The British composer-organist Edwin Lemare is probably best known for his transcriptions. Among the most popular and poignant of these is the Irish Tune from County Derry, immortalised as Danny Boy. As it happens heartfelt playing, apt registrations and a superb recording make Jacobson’s version very special too.
The most substantial work on this disc are the Trois Préludes et Fugues by the great French composer, organist and improviser Marcel Dupré. I’m more used to hearing these virtuoso pieces on a Cavaillé-Coll, but this awesome Aeolian certainly gives M. Aristide’s behemoths a run for their money. The contrapuntal writing is clear and well focused, as are those magnificent panoplies of sound. Perhaps others play the Op. 7 with a little more panache – daring, even – but Jacobson’s steady, thoughtful progress has its own rewards. Most important, perhaps, is that he scales and paces this music with great authority and skill.

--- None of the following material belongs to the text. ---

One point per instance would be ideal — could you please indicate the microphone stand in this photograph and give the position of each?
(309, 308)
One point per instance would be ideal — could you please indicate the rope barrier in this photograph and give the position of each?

After all that showmanship the lovely cadences of Vaughan Williams’ Rhosymedre (Lovely), based on a Welsh hymn tune by John David Edwards (1805-1885), find the organ at its full, open-hearted best. What a lovely, embraceable instrument this is, and how impeccably behaved. Even in ceremonial mode, as in Gloucester Cathedral organist and composer Herbert Brewer’s Marche Héroïque, this Aeolian processes with a quiet dignity that’s so utterly British. Once again the recording team capture all the fanfare and unfettered dynamics of this extraordinary instrument.
That’s followed by something very different: Jesus Loves Me, US composer William Bolcom’s spare but rather affecting take on the well-known children’s hymn. But this recital ends as it began with a guaranteed crowd-pleaser; it’s the French master Eugène Gigout’s Grand Chœur Dialogué in Scott McIntosh’s bold, bracing arrangement for organ and brass. The steel and sting of the Amalgam Ensemble makes for a thrilling contrast with the warm, weighty organ. What a knock-out; indeed, if an audience were present this spirited sign-off would surely elicit a spontaneous roar of approbation.
A fabulous instrument, superbly played and recorded; an absolute must for organ fans.